As the summer months roll by with little pomp and few circumstances a few fellows of the season have taken care to stop by. Heat, boredom, and sloth have all made there way through my doors on multiplicitous occasions, but by far the most talkative visiter has been Loneliness. I say talkative because it has not necessarily been the longest staid of the lot, but rather it has drawn my attention and rumiment to it with greatest proficiency, opening a sort of discourse in my mind. It is the strange aspect of the season that it is the time most craved by work-burdened youth, yet upon its attainment often falls into the dread clutches of solitarity. I remember in my past between sessions of camp and burbling activity the taught silence of oppressive singularity.
Somehow never enough free time can be filled with good company, other than, perhapse, with a friend or lover of particular dedication. That particular thought is what draws my mind most, the need not only to be with some people, but to be with someONE. I have no, nor have I had, a singular focus of my complete attentions, lest not one fully embraced. Partnership, in all its glorious forms, eludes me. The realization of this gap in my satisfaction prevents me from lying happily alone among my own activities, yet struggles in awkward equilibrium with the equally inhibitory aspect of social self-deprivation. To be shy is the curse of doubt, and one which can grate away even the most resolute of singular motivations. Having but few friends in my home town, and even those somewhat estranged, I have few paths toward a broadening social horizon.

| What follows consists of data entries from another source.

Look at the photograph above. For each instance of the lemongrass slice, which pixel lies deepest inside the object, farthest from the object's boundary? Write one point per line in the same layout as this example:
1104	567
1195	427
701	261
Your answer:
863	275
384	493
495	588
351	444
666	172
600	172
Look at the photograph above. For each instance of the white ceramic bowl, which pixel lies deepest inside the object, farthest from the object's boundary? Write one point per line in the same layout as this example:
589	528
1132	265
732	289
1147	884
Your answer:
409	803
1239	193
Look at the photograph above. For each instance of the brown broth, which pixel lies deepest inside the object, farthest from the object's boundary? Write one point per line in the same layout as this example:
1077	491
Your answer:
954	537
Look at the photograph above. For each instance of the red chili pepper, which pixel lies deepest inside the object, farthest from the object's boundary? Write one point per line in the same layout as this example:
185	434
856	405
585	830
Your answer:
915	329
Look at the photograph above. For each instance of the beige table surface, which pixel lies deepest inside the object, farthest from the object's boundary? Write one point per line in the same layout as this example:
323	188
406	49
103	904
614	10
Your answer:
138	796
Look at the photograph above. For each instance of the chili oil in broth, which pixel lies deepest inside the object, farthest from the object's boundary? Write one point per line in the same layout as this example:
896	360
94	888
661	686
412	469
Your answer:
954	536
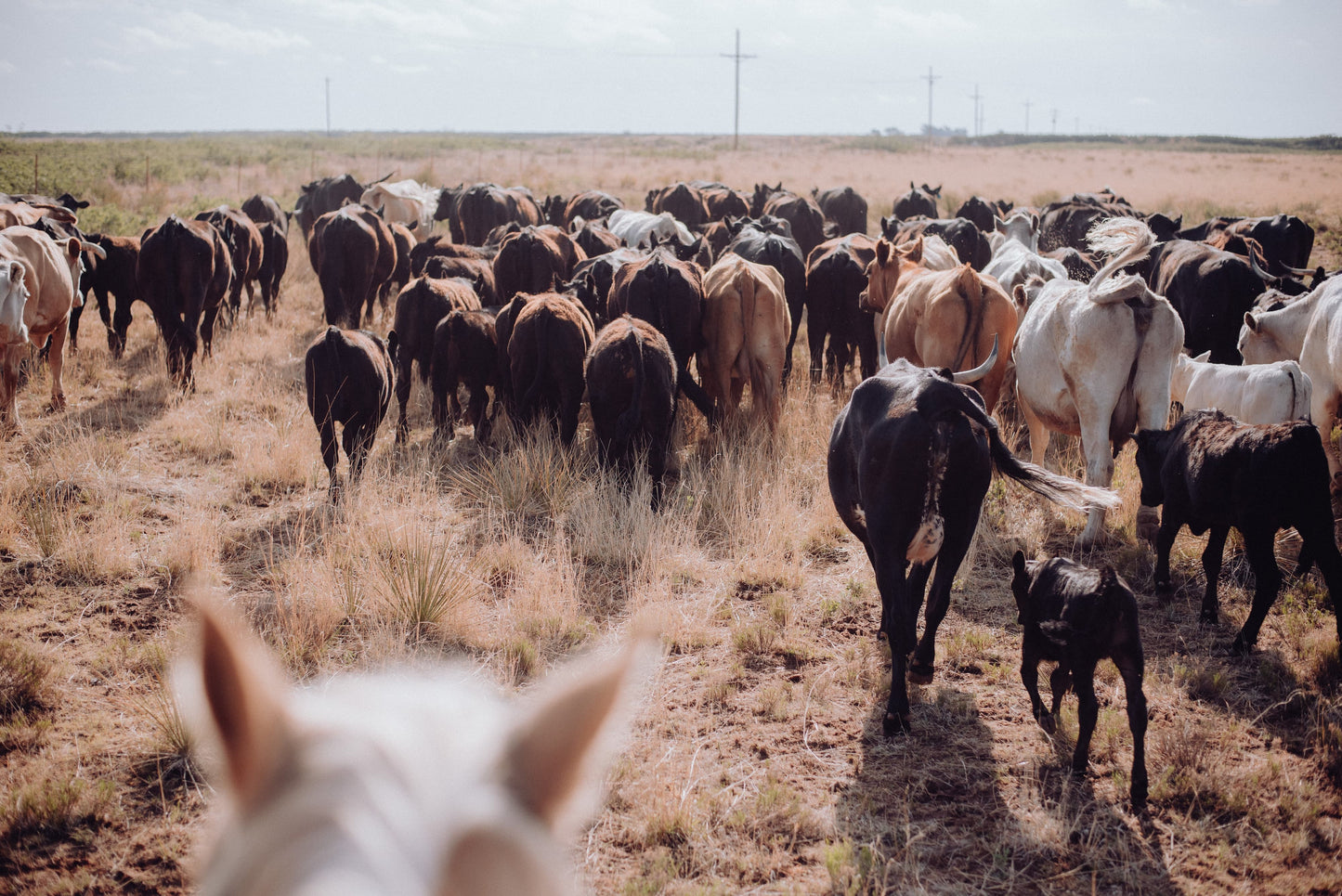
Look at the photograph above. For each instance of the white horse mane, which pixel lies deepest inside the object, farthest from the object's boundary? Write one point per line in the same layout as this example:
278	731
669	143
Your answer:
396	784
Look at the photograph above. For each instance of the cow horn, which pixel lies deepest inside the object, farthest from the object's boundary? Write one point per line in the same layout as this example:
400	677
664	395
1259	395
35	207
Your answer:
982	370
1263	275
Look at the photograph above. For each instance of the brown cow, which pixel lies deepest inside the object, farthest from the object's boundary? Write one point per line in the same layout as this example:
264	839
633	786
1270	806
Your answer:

My problem is, quite simply, never knowing where to start. I begin doubting the value of any effort towards meeting people long before I ever consciously consider it. “What do I have to say, anyway?” “What if they are completely different from you?” “What if they ignore you?” “What if they pay attention to you?” “Why even try,” the questions are like a pelting hailstorm obscuring my view of the branching social road ahead, leading me to always tread the path made for one, rather than venturing into the winding paths of possibility. I fear awkwardnes with those I do not know, and as such I instinctively avoid it. The other half of the problem is equally simple yet daunting, I have no idea where to go to meet people like myself. I simply fall upon the conclusion that they are all probably either cooped up in their room, cuddling with their laptops like myself, or out somewhere with a group of friends that would easily scare me off from any interaction.
My insecurity holds me down and tightens the straps of excuse and procrastination even as I type these words: oh world, where have all the extroverts gone? If I can find that out, then perhapse they will introduce me to their friends.